The kanga also called leso may trace its roots to the handerchiefs embroderied by Portugese girls and given to their lovers before they set sail from the Portugese Island of Maderia, as early as......... The handerchief is in use today and called lenco. Early stories from the kenyan coast describe these squares later printed on large pieces of cloth and used by Swahili women in the traditional Swahili fashion of two pieces nguo mbili, or two cloths.

Sample of the printed square and of the traditional Swahili use of the printed textile called the leso

Stories in history

Is that a kanga?
1927 around Nairobi?
Photo credits: "Old Africa" and the Block collection.

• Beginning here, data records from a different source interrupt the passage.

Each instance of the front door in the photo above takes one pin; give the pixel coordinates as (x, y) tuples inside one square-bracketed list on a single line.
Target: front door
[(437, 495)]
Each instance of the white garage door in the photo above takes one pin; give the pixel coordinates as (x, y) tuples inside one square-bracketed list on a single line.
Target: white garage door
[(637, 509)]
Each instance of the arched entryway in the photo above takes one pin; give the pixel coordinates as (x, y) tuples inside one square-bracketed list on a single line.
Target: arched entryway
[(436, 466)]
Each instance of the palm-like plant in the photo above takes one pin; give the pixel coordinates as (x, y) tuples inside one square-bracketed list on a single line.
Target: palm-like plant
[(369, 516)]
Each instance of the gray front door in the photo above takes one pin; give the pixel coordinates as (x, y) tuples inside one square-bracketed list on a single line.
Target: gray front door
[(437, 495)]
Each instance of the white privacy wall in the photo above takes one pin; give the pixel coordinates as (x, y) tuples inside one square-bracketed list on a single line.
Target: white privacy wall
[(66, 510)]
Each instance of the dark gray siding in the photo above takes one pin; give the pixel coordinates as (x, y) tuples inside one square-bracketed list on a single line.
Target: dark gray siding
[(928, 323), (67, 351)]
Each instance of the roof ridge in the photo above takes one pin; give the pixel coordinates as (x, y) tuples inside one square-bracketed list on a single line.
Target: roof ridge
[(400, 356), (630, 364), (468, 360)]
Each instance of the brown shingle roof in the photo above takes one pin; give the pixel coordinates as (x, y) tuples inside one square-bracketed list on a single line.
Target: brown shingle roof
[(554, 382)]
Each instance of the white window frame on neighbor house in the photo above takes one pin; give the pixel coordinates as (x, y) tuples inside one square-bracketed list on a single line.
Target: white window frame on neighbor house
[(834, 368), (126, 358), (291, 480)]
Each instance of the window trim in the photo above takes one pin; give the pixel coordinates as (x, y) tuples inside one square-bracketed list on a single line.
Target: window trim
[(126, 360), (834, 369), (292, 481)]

The use of the Kanga is varied through out East Africa, Mozambique, Oman, Coromos Islands, Mali, Angola, Japan......among the African disaporia in the UK, Switzerland, US, France, and more......its history begins at least 100 years ago. Stories of a kanga like cloth of colorful designs began appearing in texts as early as the mid 1800's and are tied to textile production and slave trade across Africa. The most notable early use of the kanga was among the Swahili culture on the coast of Kenya and Tanzania and on the islands of Pemba and Kilifi, major trading ports in the mid-1800's. It is more difficult to establish exactly when the kanga came in-land. Stories are told of wives of slave traders bringing colorful cloths with them from the Congo basin. Less colorful cloths which were worn in Africa from the 1700's were replaced with color and design with wealth and status.

A review of english and swahili literature shows gaps and contradictions concerning the kanga following are several of the more interesting stories.....please add your comments on the history of this cloth!

Saturday, September 12, 2009

The Kanga, a rectangular cloth identifiable by its border designs, central motif and text messages and worn by many communities in a variety of styles remains one of the most popular of all material culture items across East Africa and beyond. The Kanga uniquely embodies culture in its texts, images, and use and provides a common thread within the culturally and ethnically diverse Kenyan society. A study of the rich history of the Kanga celebrates ethnic diversity within Kenyan culture and promotes knowledge exchange and dialogue.

Kangas play positive role after Kenyan violence

Roshini Shah from Haria Stamp Shop in Nairobi has collected kangas and stories for many years. She brings the perspective of the shop owner and trader in the contemporary world of the kanga in Kenya. In this clip she speaks about the use of the kanga after the election violence in Kenya.

The stories begin......

At the home of Francis ole Sukuda, below Ngong town in the Rift Valley.

On sharing stories

Dr Peter Wasamba, Kenya Oral Literature Association, University of Nairobi as a resource person for the project gave a guest lecture on the value of collecting and sharing stories and in particular the importance of preserving Kenyan oral narrative research.

The Thousand Meetings

In July of 2009, the research team of the Cultural Heritage Department, National Museums of Kenya under the direction of Dr. Issak Hussein and with support from the Royal Netherlands Embassy, Webster University, Haria Stamp Shop, The Aga Khan Trust for Culture and The British Museum, began collecting stories on the kanga cloth.

This blog will provide space to document the research, identify highlights of the process and encourage viewers to add their own stories.